Numa loja, numa breve ronda do JN pelas operadoras, um funcionário, depois de muito procurar no computador, disse desconhecer um formulário próprio que um colega da linha de apoio nos dissera estar disponível nos estabelecimentos. Noutra, o empregado ao balcão limitou-se a insistir, com certa veemência, que "isso é só na polícia", depois de ter tentado remeter para a Anacom. Só numa da lojas, o funcionário deu indicações acertadas, fornecendo a morada da sede da empresa para o pedido escrito, que deve conter "mais pormenores possível".
No topo da página da CNPD (www.cnpd.pt), basta abrir o separador "Cidadãos", surgindo um secundário com as "Áreas temáticas": reprodução de cartão do cidadão, videovigilância por vizinhos e chamadas incomodativas. Mas muitas pessoas desconhecem-na.
"Intimidadas, as pessoas acabam por apresentar queixa na polícia, mas é geralmente contra desconhecidos", nota Gonçalo Namora. Ou seja, na linguagem judicial, uma pequena bagatela, que, se tiver seguimento, demorará tanto tempo com a obtenção de autorização judicial, que não terá realmente eficácia, adverte.

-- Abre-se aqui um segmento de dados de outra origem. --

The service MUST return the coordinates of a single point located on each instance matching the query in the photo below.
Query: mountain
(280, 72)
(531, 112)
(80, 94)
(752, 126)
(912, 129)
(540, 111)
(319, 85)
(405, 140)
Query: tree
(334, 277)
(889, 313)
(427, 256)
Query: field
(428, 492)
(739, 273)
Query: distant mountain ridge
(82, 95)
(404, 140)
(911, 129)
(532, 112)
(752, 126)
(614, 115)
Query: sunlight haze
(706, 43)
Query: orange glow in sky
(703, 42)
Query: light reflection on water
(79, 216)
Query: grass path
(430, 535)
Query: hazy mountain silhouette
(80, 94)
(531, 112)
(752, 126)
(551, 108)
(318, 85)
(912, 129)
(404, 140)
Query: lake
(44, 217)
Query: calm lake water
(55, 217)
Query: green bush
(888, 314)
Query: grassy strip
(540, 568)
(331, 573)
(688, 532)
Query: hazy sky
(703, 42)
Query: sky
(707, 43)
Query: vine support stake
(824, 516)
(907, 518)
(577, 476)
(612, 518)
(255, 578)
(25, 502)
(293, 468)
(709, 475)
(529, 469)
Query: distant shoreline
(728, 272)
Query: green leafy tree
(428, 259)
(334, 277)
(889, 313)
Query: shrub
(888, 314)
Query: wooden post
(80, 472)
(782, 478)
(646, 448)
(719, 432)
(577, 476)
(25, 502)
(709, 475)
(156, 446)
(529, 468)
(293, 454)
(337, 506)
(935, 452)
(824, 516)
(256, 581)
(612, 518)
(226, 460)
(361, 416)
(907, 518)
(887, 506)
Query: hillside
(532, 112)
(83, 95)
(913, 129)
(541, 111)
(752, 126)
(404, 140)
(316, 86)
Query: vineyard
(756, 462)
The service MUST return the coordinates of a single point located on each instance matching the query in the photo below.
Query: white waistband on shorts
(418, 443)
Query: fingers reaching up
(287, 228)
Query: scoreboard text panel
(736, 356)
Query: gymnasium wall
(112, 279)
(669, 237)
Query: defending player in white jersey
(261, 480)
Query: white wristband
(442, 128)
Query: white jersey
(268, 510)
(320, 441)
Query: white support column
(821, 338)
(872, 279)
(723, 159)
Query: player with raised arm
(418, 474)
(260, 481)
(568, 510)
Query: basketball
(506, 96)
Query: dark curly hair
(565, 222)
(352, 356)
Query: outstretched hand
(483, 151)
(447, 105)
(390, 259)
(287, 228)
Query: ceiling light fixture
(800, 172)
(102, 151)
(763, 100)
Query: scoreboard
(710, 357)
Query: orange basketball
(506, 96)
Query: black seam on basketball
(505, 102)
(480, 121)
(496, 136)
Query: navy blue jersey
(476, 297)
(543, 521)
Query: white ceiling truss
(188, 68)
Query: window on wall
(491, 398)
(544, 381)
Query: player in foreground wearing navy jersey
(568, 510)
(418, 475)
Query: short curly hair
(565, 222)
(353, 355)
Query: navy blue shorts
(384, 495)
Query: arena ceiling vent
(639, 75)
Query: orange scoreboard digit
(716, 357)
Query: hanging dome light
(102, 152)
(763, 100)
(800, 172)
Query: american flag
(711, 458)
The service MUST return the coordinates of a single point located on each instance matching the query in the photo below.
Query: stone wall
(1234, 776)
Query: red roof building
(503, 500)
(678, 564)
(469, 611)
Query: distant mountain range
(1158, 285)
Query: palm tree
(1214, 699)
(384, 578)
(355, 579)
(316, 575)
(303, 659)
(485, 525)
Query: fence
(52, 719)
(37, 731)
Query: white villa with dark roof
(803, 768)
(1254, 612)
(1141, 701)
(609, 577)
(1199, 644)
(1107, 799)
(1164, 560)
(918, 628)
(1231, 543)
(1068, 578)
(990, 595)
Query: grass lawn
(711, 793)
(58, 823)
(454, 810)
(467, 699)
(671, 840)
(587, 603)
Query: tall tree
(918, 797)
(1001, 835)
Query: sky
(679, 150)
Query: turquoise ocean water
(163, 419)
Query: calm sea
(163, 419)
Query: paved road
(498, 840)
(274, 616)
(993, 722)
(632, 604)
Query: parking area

Em todo o caso, a queixa à polícia não é de descartar e a própria CNPD aconselha as vítimas a fazê-lo, se continuarem a ser incomodadas. Nestes casos, até porque muitas vezes podem corresponder a crime de perseguição, é a autoridade judicial a determinar o levantamento da confidencialidade, no âmbito de um processo penal, no qual a comissão nacional não intervém.
Processos abertos
Em 2021, a Comissão Nacional de Proteção de Dados (CNDP) abriu 1228 processos de averiguação (1108 em 2020), numa tendência de aumento de queixas de cidadãos, embora alguns decorram de participações de autoridades.
Confidencialidade
A CNPD recebeu 318 notificações de violação de dados (301 em 2020), dos quais 249 por violação do princípio da confidencialidade.
Encarregados
No final do ano passado, estavam notificados à CNPD 4133 encarregados de proteção de dados (EPD) junto de entidades públicas (755) e privadas (3378), o que representa um acréscimo de 659 em relação a 2020.
Garantias contra cartões pré-pagos
Os números de cartões pré-pagos podem ser identificados, embora os seus donos permaneçam anónimos. Juristas, como Gonçalo Namora, defendem que deveria ser obrigatória a passagem de fatura com NIF.
Georreferenciação só para emergências
O número 3 do artigo 10.o da Lei de Proteção de Dados nas Telecomunicações prevê a georreferenciação, mas aplica-se apenas para localização de chamadas de emergência.
Marketing fica de fora
As chamadas com teor de marketing não se enquadram no artigo 10.o da Lei da Proteção de Dados, mas, no 13.-A.o, quanto a comunicações não solicitadas. Mas, por regra, são identificadas.
Três anos de Lei de Proteção de Dados Pessoais assinalam-se hoje. O diploma (Lei n.º 58), publicado a 8 de agosto de 2019, transpõe para a ordem jurídica nacional as regras europeias sobre o tratamento de dados pessoais.